In the Data Analytics team within the Observability organization in Elastic, we use dbt (dbt™, data build tool) to execute our SQL data transformation pipelines. dbt is a SQL-first transformation workflow that lets teams quickly and collaboratively deploy analytics code. In particular, we use dbt core, the open-source project, where you can develop from the command line and run your dbt project.
Our data transformation pipelines run daily and process the data that feed our internal dashboards, reports, analyses, and Machine Learning (ML) models.
There have been incidents in the past when the pipelines have failed, the source tables contained wrong data or we have introduced a change into our SQL code that has caused data quality issues, and we only realized once we saw it in a weekly report that was showing an anomalous number of records. That’s why we have built a monitoring system that proactively alerts us about these types of incidents as soon as they happen and helps us with visualizations and analyses to understand their root cause, saving us several hours or days of manual investigations.
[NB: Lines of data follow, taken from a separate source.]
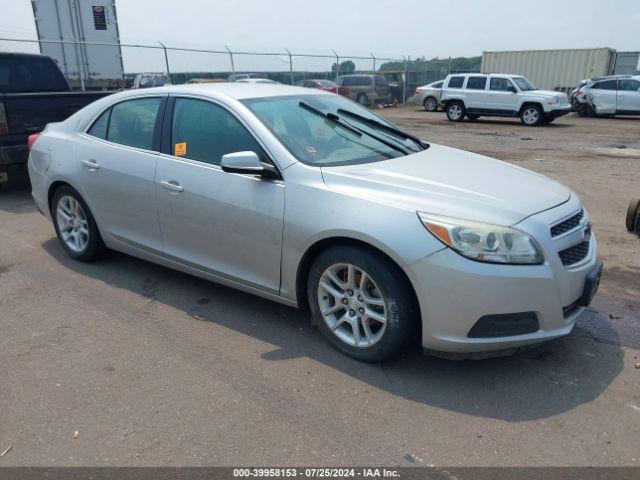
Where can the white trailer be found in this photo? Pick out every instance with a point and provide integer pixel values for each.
(60, 24)
(559, 70)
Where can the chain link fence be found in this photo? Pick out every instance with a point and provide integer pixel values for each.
(181, 65)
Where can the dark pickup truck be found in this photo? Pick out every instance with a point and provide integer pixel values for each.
(33, 92)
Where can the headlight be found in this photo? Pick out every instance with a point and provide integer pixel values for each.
(482, 241)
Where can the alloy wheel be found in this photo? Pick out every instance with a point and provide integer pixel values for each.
(352, 305)
(72, 224)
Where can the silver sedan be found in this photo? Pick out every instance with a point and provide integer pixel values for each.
(306, 198)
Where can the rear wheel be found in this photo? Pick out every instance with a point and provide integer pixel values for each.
(361, 303)
(455, 111)
(531, 115)
(430, 104)
(632, 214)
(75, 226)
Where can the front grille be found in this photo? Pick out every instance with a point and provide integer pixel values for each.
(567, 225)
(575, 254)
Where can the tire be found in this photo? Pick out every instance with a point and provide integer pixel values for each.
(385, 284)
(531, 115)
(430, 104)
(455, 111)
(78, 223)
(632, 214)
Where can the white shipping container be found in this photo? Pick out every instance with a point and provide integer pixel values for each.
(551, 69)
(93, 21)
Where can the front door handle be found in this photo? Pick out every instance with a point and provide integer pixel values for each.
(172, 185)
(92, 164)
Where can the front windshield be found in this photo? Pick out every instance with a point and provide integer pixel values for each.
(524, 84)
(320, 141)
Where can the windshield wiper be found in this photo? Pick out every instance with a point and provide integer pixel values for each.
(355, 130)
(383, 126)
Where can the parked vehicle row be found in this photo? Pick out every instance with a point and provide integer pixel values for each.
(389, 239)
(33, 92)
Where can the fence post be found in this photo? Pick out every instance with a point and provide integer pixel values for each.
(166, 60)
(233, 68)
(290, 65)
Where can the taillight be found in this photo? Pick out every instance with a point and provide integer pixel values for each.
(4, 124)
(32, 139)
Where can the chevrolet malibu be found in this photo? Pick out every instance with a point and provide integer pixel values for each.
(307, 198)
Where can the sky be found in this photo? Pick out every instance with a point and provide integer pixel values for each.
(359, 27)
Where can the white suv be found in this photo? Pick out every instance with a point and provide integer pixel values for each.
(501, 95)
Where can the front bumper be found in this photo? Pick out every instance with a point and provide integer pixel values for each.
(455, 292)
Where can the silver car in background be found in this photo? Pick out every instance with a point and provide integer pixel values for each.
(306, 198)
(428, 96)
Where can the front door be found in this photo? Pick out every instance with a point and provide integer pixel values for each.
(117, 165)
(224, 223)
(501, 100)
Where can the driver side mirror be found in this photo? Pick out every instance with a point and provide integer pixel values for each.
(246, 163)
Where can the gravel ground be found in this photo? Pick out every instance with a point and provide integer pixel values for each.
(123, 362)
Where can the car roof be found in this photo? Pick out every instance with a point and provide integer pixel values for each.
(234, 90)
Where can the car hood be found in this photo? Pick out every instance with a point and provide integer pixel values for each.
(446, 181)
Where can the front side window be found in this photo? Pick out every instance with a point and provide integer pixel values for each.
(456, 82)
(318, 141)
(500, 84)
(628, 85)
(605, 85)
(524, 84)
(476, 83)
(132, 122)
(205, 132)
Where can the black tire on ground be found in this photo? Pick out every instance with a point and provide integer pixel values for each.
(632, 214)
(95, 247)
(455, 111)
(430, 104)
(401, 311)
(531, 115)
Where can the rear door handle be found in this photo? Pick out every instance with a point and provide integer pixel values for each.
(92, 164)
(172, 185)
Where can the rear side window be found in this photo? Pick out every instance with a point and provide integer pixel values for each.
(132, 122)
(476, 83)
(205, 132)
(605, 85)
(499, 84)
(99, 127)
(23, 74)
(456, 82)
(628, 85)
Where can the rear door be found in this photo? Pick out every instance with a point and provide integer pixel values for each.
(501, 100)
(476, 95)
(628, 97)
(116, 169)
(604, 96)
(223, 223)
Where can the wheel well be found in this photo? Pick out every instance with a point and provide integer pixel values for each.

We have leveraged our own Observability Solution to help solve this challenge, monitoring the entire lifecycle of our dbt implementation. This setup enables us to track the behavior of our models and conduct data quality testing on the final tables. We export dbt process logs from run jobs and tests into Elasticsearch and utilize Kibana to create dashboards, set up alerts, and configure Machine Learning jobs to monitor and assess issues.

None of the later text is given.